Niels Seim had a year left in his Air Force ROTC when he graduated from Notre Dame last year with a degree in aerospace engineering. He considered pursuing an MBA before he heard about ESTEEM’s 11-month master’s degree.
“I kind of always wanted to be a business major, but I didn’t want to do it as an undergraduate,” Seim says. “I said, ‘how can I leverage the engineering stuff I’ve done the past for years moving forward, and the ESTEEM program popped up.”
The business-innovation education will serve him well in the Air Force, for at least the next five years, he says, as the military seeks creative ways to accomplish the mission with fewer resources. It will also prepare him for any future career, whether corporation or startup. “Hopefully one day I’ll be my own boss,” he says.
Seim broadened his technical experience by working with Thomas Pratt, an electrical engineer and research associate professor in the Department of Engineering. “We’re working on a soil moisture sensor which is actually a civil engineering application, an agricultural application.” Early in the year, he mastered the technology, which is still in the very early stages.

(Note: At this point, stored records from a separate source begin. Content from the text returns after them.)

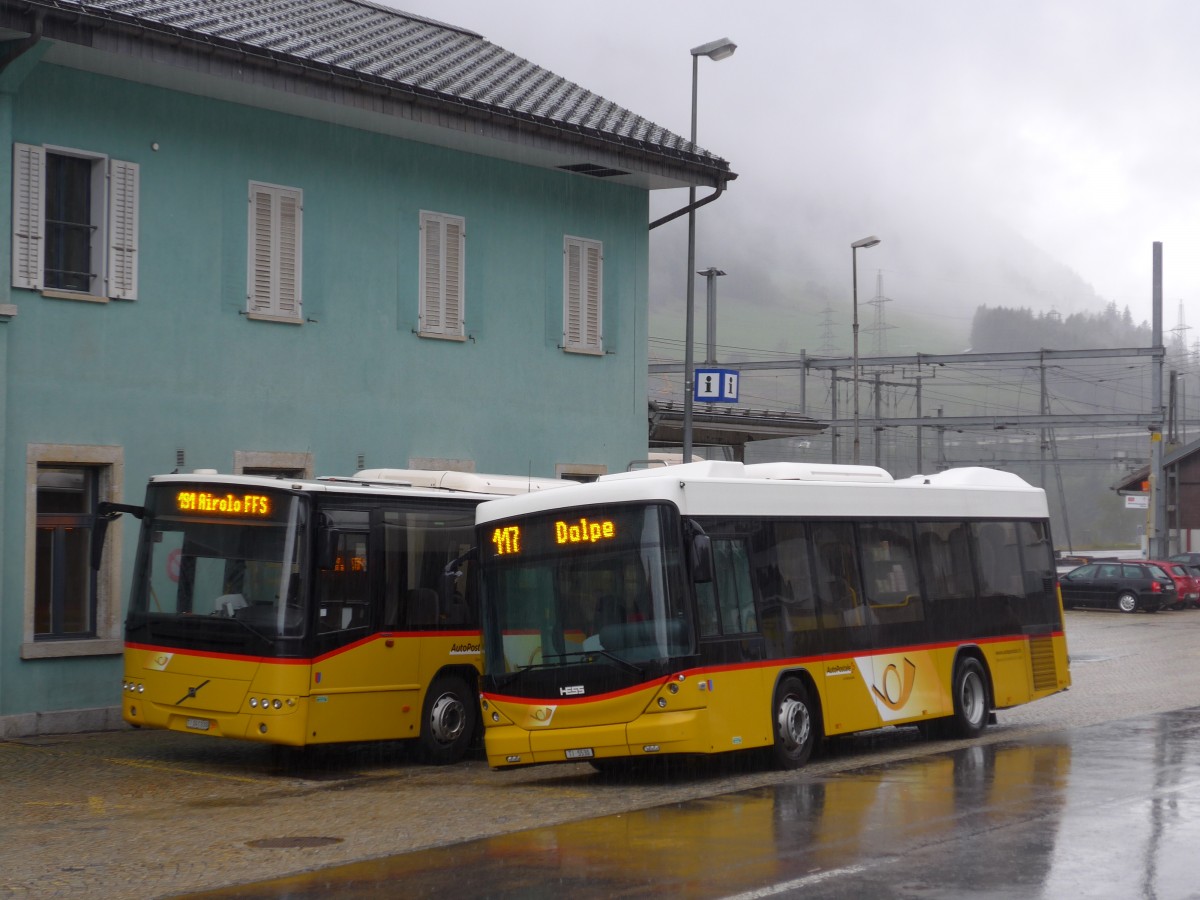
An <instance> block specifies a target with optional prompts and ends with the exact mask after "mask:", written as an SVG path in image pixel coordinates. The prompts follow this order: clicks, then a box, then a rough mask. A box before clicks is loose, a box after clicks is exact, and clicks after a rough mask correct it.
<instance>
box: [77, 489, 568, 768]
mask: <svg viewBox="0 0 1200 900" xmlns="http://www.w3.org/2000/svg"><path fill="white" fill-rule="evenodd" d="M562 484H566V482H563V481H557V480H554V479H524V478H508V476H502V475H478V474H467V473H451V472H420V470H402V469H376V470H368V472H361V473H358V475H355V476H354V478H353V479H350V478H344V479H340V478H330V479H316V480H296V479H275V478H262V476H251V475H241V476H239V475H218V474H215V473H193V474H187V475H158V476H155V478H151V479H150V482H149V485H148V487H146V494H145V505H144V506H131V505H124V504H107V506H106V508H104V509H102V510H101V514H102V517H101V522H107V521H108V520H109V518H112V517H115V516H116V515H119V514H120V512H131V514H133V515H136V516H138V517H139V518H140V520H142V529H140V536H139V539H138V548H137V563H136V568H134V576H133V586H132V589H131V593H130V606H128V613H127V618H126V620H125V677H124V702H122V708H124V718H125V720H126V721H127V722H128V724H130V725H134V726H139V727H151V728H170V730H174V731H181V732H191V733H197V734H206V736H210V737H223V738H245V739H248V740H259V742H266V743H271V744H277V745H284V746H306V745H310V744H328V743H334V742H359V740H383V739H408V738H412V739H415V740H416V742H418V745H419V748H420V751H421V755H422V757H424V758H426V760H427V761H430V762H437V763H444V762H452V761H455V760H458V758H461V757H462V756H463V754H464V752H466V751H467V749H468V746H469V745H470V742H472V739H473V738H474V737H478V721H479V684H478V678H479V671H480V667H481V655H480V637H479V622H478V605H476V601H475V595H474V593H475V592H474V589H473V584H474V580H473V578H472V577H470V576H469V574H468V572H463V576H464V577H460V578H457V580H456V581H454V582H452V583H451V582H448V581H446V578H445V576H444V570H445V568H446V565H448V563H450V562H451V560H454V559H455V558H456V557H458V556H461V554H463V553H464V552H467V551H468V550H469V547H470V545H472V539H473V534H472V532H473V527H474V521H475V506H476V505H478V504H479V503H480V502H481V500H485V499H490V498H494V497H497V496H503V494H508V493H517V492H526V491H538V490H541V488H544V487H548V486H551V485H562ZM96 532H97V545H96V552H97V553H98V552H100V547H101V546H102V544H103V528H97V529H96Z"/></svg>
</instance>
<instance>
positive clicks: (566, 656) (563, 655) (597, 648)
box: [540, 647, 642, 674]
mask: <svg viewBox="0 0 1200 900" xmlns="http://www.w3.org/2000/svg"><path fill="white" fill-rule="evenodd" d="M596 655H599V656H604V658H605V659H611V660H612V661H613V662H616V664H617V665H619V666H625V667H626V668H628V670H630V671H631V672H636V673H637V674H642V667H641V666H637V665H635V664H632V662H630V661H629V660H628V659H623V658H622V656H618V655H617V654H616V653H613V652H612V650H606V649H604V648H602V647H598V648H595V649H593V650H571V652H570V653H562V654H558V655H557V656H542V660H547V659H566V658H568V656H582V658H584V659H582V660H581V661H582V662H590V660H588V659H587V656H596ZM540 665H546V664H545V662H542V664H540Z"/></svg>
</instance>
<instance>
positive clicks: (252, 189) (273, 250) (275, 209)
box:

In the spring, he developed a business plan for eventual commercialization and marketing.
“If it works, there’s obviously a huge market in agriculture,” he says, adding that factors such as drought conditions in California increase the urgency for the product that can save money and water. “Only about 10 percent of farmers right now are using sensors to figure out soil moisture. The savings people could have that aren’t using it are extraordinary. There’s a huge market right now for that. We see it in places that get hit by drought. They definitely need something like this.”
Market research suggested a focus on agricultural consultants, advisors who have won the farmers’ trust on a broad range of issues, Seim says. The technology could also be integrated with a partner’s irrigation system.
“The technology is still pretty much in its infancy. There’s a patent on it. There’s been testing. There’s no proof of technology yet. Two years from now, it might be ready for another student to be able to go forward.”
Upon graduation from ESTEEM in May 2014, Niels was commissioned in the Air Force and will be stationed in Hawaii.